The FDA did a “pretty good job of laying things out in terms of the big picture”, but when zoomed in, the draft guidance lacks clarity, Mangum says. For example, line 342 indicates that the collection of adult data prior to the paediatric trial “may not always be necessary” if nonclinical testing or modelling and simulations are used. Mangum explains that adult data is often necessary to understand the drug’s behaviour and create simulations. “Some of the language is vague in terms of putting some notices that we have to do these studies, but it doesn’t really give us guidance on everything,” he notes.

Benjamin says that he would have liked to see the guidance outlining adolescent children (ages 12–17 years) participation alongside adults, as they typically have a very close response. For example, line 104 of the guidance document states that if a product is being developed for adults and children, adult data from effectiveness studies should be extrapolated to children. Laventhal says this concept is not new, but rather received attention as Covid-19 vaccines were being developed for progressively younger age groups. However, extrapolation parameters do not fit for all age groups, Mangum notes.

The enrolment of children of various ages in parallel should also be considered, Benjamin says. Now, it is common to see a stepwise age progression, similar to what was seen in the Covid-19 vaccine trials and different age groups. However, the same approach should not be repeated, he adds. “In a life-threatening illness with a lifesaving product, you have a delay, and therefore deaths of children directly related to study design,” he explains.
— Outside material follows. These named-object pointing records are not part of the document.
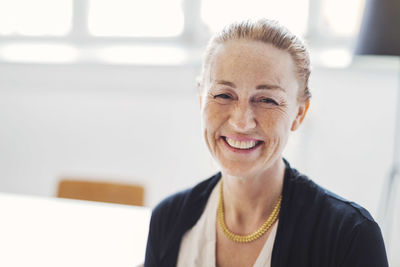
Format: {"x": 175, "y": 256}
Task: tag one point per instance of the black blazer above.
{"x": 316, "y": 227}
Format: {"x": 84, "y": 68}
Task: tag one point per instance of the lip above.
{"x": 259, "y": 143}
{"x": 242, "y": 138}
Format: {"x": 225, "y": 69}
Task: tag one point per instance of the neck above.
{"x": 248, "y": 201}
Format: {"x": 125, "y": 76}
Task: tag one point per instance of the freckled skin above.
{"x": 243, "y": 110}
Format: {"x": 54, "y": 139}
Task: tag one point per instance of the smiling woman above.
{"x": 258, "y": 211}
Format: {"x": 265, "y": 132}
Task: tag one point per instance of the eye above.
{"x": 222, "y": 96}
{"x": 268, "y": 101}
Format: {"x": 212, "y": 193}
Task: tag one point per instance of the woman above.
{"x": 258, "y": 211}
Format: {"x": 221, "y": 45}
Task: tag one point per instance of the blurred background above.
{"x": 105, "y": 90}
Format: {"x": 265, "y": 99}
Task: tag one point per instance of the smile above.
{"x": 242, "y": 144}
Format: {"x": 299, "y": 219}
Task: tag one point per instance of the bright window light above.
{"x": 135, "y": 18}
{"x": 142, "y": 55}
{"x": 342, "y": 17}
{"x": 34, "y": 52}
{"x": 35, "y": 18}
{"x": 291, "y": 13}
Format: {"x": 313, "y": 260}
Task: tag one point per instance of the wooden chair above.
{"x": 101, "y": 191}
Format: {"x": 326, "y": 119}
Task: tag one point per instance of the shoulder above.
{"x": 171, "y": 218}
{"x": 181, "y": 202}
{"x": 321, "y": 201}
{"x": 339, "y": 231}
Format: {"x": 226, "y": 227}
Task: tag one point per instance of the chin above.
{"x": 239, "y": 170}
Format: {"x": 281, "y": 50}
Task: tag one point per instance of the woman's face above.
{"x": 249, "y": 105}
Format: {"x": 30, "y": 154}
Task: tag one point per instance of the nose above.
{"x": 242, "y": 117}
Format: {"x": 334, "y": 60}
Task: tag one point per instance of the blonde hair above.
{"x": 267, "y": 31}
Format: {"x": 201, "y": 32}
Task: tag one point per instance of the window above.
{"x": 291, "y": 13}
{"x": 169, "y": 23}
{"x": 35, "y": 18}
{"x": 148, "y": 18}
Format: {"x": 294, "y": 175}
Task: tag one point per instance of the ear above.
{"x": 200, "y": 93}
{"x": 301, "y": 113}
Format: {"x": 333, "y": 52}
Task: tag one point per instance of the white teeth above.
{"x": 240, "y": 144}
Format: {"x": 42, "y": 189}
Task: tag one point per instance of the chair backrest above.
{"x": 101, "y": 191}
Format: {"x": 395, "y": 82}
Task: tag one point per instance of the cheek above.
{"x": 213, "y": 116}
{"x": 275, "y": 123}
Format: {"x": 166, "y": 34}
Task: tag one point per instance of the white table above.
{"x": 38, "y": 231}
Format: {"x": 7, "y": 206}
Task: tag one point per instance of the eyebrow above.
{"x": 259, "y": 87}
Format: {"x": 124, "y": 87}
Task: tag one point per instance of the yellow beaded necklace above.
{"x": 251, "y": 237}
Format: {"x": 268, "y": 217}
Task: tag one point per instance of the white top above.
{"x": 198, "y": 244}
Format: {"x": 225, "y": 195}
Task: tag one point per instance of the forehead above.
{"x": 256, "y": 61}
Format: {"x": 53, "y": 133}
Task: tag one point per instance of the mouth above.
{"x": 242, "y": 145}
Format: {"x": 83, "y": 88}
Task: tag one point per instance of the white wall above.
{"x": 141, "y": 124}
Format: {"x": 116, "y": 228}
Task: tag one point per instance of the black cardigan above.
{"x": 316, "y": 227}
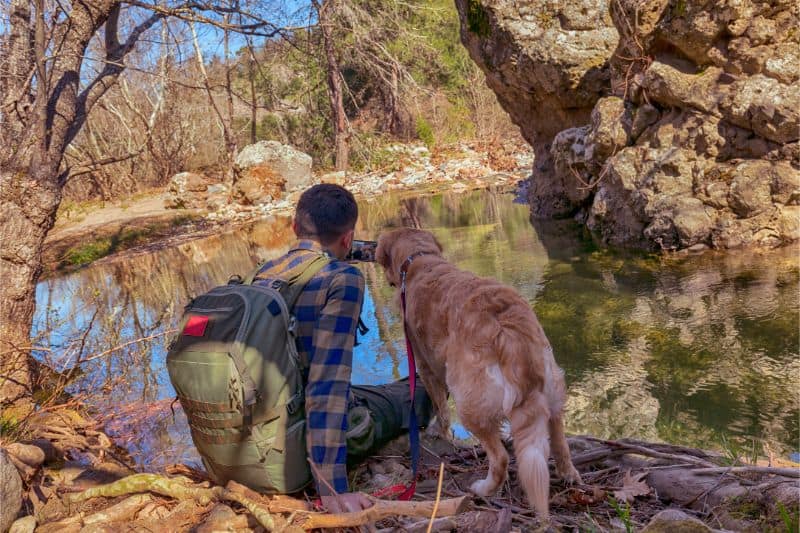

As of today, the FDA has received one comment that should be reflected in the draft guidance. John Mullahy, PhD, a professor of health economics at University of Wisconsin-Madison, points out that in line 375, the guidance document indicates that “clinical investigations involving children should be designed to maximize the amount of information gained and minimize the number of subjects involved”. Mullahy notes that information maximisation and subject number minimisation are two exclusive goals. “There are fundamental trade-offs between them that should be appreciated, and in reality, must be addressed head on. I recommend that the draft guidance be revised to reflect this,” he writes.

Mangum explains that the guidance took a “middle of the road approach” to set boundaries for the benefit and safety of children. Laventhal pointed out that it was meant to guide within the existing regulatory framework. The draft guidance’s feedback inbox is open for 90 days after its launch last week.